By the time Fogginius arrived, a decade or so later, everything the indigenous population had claimed as “objects of memory” (or “objects of potency”—the translation is uncertain)—an ancient clump of parrot trees, a crocodile boneyard, a swarm of aerial orchids resembling yellow bees, a mango grove, and a fairy ring of cultivated gardens—was gone.

Strangely, the ensuing generations of Fantasmas were ruled by an obsessive terror that something should escape them—as if that initial conflagration enfevered the brains of those to follow. This and more: both succeeding generations had a terror of shells and bones and the sound of hollow things knocking together, or dangling, or ringing upon the air. For this reason, the chapel of Pope Publius was the only one in Christendom never fitted out with a bell. (Because Old Fantasma had paid for the chapel’s construction, the Designated Powers were willing to overlook this aberration.)

It has been said that Birdland was haunted by the spirits or ghosts of those the Old Fantasma had wronged; that these spirits had escaped through the cyclopean eyes of the basket-dwellings; that these itinerant spirits or ghosts materialized at the foot of a bed, in a chimney or in a high tree, in the privy; rode upon the wind as pollen and seeds, were precipitated during the chiming of a clock, or slept within a bottle of ink, or an imperfectly sealed letter—in other words, manifest so often that if they were not fixed residents, it was common enough to see them or to meet someone who had. So that when they did appear they created no surprise. Only Senor Fantasma went wild when haunted.

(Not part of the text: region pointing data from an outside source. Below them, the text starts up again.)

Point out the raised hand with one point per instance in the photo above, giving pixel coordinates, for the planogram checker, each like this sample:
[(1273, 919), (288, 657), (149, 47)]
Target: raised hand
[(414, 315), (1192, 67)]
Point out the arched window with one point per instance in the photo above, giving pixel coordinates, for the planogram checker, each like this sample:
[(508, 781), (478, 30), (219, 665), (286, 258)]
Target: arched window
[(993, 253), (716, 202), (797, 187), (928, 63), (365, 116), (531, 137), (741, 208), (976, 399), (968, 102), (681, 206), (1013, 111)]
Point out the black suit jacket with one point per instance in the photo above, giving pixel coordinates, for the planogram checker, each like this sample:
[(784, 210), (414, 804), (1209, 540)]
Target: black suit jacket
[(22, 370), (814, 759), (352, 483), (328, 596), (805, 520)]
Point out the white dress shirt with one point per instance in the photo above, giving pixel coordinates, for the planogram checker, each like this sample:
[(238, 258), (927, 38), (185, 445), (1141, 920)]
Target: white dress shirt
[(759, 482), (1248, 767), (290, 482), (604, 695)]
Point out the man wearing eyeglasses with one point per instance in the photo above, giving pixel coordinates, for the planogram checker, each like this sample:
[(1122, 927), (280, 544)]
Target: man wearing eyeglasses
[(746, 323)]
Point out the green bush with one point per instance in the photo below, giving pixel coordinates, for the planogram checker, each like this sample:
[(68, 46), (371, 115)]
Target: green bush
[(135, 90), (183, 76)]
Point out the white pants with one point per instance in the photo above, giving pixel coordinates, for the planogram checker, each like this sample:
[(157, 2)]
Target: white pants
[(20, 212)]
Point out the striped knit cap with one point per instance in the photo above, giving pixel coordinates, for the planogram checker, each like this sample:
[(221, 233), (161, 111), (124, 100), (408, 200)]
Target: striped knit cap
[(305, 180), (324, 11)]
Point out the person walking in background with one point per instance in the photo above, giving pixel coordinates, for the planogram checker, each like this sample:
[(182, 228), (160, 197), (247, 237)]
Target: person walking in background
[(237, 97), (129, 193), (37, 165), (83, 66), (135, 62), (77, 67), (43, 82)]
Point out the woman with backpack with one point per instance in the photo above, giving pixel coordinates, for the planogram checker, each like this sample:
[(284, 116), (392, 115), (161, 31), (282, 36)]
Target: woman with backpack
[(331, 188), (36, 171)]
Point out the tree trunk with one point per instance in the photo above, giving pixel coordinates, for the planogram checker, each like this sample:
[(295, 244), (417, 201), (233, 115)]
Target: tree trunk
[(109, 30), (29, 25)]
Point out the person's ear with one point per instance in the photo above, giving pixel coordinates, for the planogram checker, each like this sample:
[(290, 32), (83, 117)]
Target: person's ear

And it was said that during the construction of Pope Publius these spirits or ghosts exposed themselves so fearlessly that Senor Fantasma’s grandmother was constantly enraged by their incessant interruptions, and driveled on and on to anyone who would listen that, although she would not allow cigars into the house, a uniquely obnoxious phantom insisted on smoking a monstrous black one in her very own boudoir. She described him: naked and fiercely hot, his shadowy particulars tattooing the walls as he galloped back and forth upon the bed’s counterpane in the moonlight, blowing smoke rings around her nose and causing her lovebirds to throw themselves to their cage’s floor in paroxysms of emphysemic terror. To keep the infection from penetrating the hollow recesses of her head, the old biddy went about her business in a veil. For a time it was feared that she had been impregnated by the smoke from the naked ghost’s cigar, but chamomile and patience proved the old lady suffered gas.

What is curious is that these were the only spirits to haunt the island. No one ever saw Senor Fantasma’s ancestors sitting in trees or smoking. Fogginius—who eagerly took down testimony from whomever would give it—and more testimony from school- boys than one would think possible—explained the phenomena thus: heathens cannot enter heaven and must remain behind to haunt their former homes, whereas the Old Fantasmas were all Catholics and had been seized by heaven whole. Fogginius feared that if the Africans—for whom the entire island waited with hope and misgiving—were not baptized, their spirits, too, would infiltrate the island—making it inhospitable.